THE ARAB OPPORTUNITY

 Editorial de  “The Washington Post” del 11.04.2003

 

 

Nowhere are  the scenes of celebrating Iraqis prompting more shock and awe than in the Arab Middle East -- and not just in those countries, such as Syria, that fear being Washington's next target. People across the region were reportedly astonished to see Iraqis gleefully dancing on the statue head of Saddam Hussein and gratefully shaking the hands of U.S. Marines. With good reason: For weeks the Arab media have been telling their audiences that American forces were encountering insuperable resistance, that Baghdad was to be another Stalingrad, that thousands of volunteers would fight to the death for Saddam Hussein. For years, Arab leaders have been claiming that Iraqis were persecuted not by Saddam Hussein's brutal totalitarianism but by the sanctions that the United States insisted on. The corrupt state-sponsored intelligentsia in countries such as Egypt and Saudia Arabia argued that the arriving American soldiers were indistinguishable from the Israelis in the West Bank and Gaza Strip. So how to explain the undeniable evidence that many Iraqis regard the U.S. troops as liberators? The Arab press and satellite channels yesterday were awash with denials, conspiracy theories and tortured reasoning. "The danger now is that, because the invaders offer something better than Saddam in the short term, [Iraqis] may be left in the dark as to those invaders' real long-term motives," opined the Jiddah-based Arab News.

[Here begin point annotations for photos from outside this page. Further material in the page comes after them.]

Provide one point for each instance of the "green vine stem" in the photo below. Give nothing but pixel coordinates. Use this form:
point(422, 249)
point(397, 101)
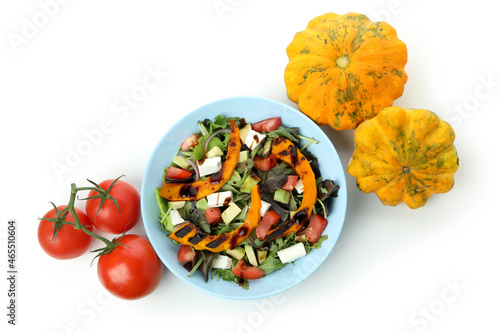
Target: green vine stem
point(59, 220)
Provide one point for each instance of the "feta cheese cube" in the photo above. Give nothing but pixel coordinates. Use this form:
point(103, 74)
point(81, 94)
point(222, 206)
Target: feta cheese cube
point(264, 207)
point(176, 204)
point(254, 139)
point(292, 253)
point(219, 199)
point(223, 262)
point(299, 186)
point(176, 217)
point(208, 166)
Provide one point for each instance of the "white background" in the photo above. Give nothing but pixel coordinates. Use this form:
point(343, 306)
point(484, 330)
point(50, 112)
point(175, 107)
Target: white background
point(393, 270)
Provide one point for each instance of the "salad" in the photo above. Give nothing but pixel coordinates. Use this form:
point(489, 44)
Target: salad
point(243, 200)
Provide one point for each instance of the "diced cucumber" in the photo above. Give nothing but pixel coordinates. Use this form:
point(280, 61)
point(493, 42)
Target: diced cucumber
point(182, 162)
point(252, 259)
point(244, 155)
point(176, 204)
point(202, 204)
point(237, 253)
point(244, 131)
point(282, 196)
point(235, 178)
point(261, 255)
point(250, 182)
point(215, 152)
point(230, 213)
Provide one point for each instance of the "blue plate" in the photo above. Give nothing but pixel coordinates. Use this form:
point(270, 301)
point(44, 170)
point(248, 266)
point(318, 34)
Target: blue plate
point(252, 109)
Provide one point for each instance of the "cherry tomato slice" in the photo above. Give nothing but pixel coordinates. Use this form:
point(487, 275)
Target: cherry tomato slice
point(291, 182)
point(267, 125)
point(185, 254)
point(269, 219)
point(243, 271)
point(213, 215)
point(265, 163)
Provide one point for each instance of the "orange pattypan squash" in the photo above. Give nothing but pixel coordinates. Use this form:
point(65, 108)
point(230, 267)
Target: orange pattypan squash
point(404, 155)
point(344, 69)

Buried in all the hostile rhetoric is an epochal opportunity for the United States. It's true that public opinion, among Arab elites as well as average people, has been strongly against the war -- though the oft-predicted "explosion" by the "Arab street" has failed to materialize. But most of the resistance has little to do with the removal of Saddam Hussein, who lost most of his following years ago; it's about those "real long-term motives" of the Bush administration. Many Arabs of the "street" long for change in their own authoritarian political systems and stifled economies but doubt that the United States really intends to promote such liberalization in Iraq, much less in the rest of the Middle East. They assume Washington must want only to install a puppet government and steal Iraq's oil. In contrast, government elites, especially those nominally allied with the United States, are afraid of just the opposite: that the Bush administration might mean what it says about democracy and therefore be on the verge of destroying the entrenched status quo under which American administrations have tolerated and even propped up Arab dictatorships.

This week's scenes from Baghdad have had the effect of cutting through all the Arab illusions and invalidating all the conventional rhetoric, at least for a moment. Whether or not they acknowledge it, Arabs everywhere now watch anxiously, maybe even hopefully, to see what the United States will do. Will it rush to install an administration of exiles and other favorites, which will then be pressed to adopt policies most Iraqis would likely reject -- such as the immediate recognition of Israel? Will the Iraqi oil industry be placed under the control of an American executive? Alternatively, will the administration succumb to pressure from "allies" such as Egyptian President Hosni Mubarak and forgo any political process that genuinely empowers the country's long-oppressed Shiite majority or the Kurds of the north? Such steps would merely confirm what the Arab public expects of the United States and maybe even generate the violent backlash that Mr. Mubarak and his media have been predicting.

Or will President Bush fulfill his promise, by patiently working with allies and the United Nations, to build a truly representative Iraqi leadership that would be widely accepted as legitimate? That, even more than this week's tumult in Baghdad, would be the shock that could transform a region.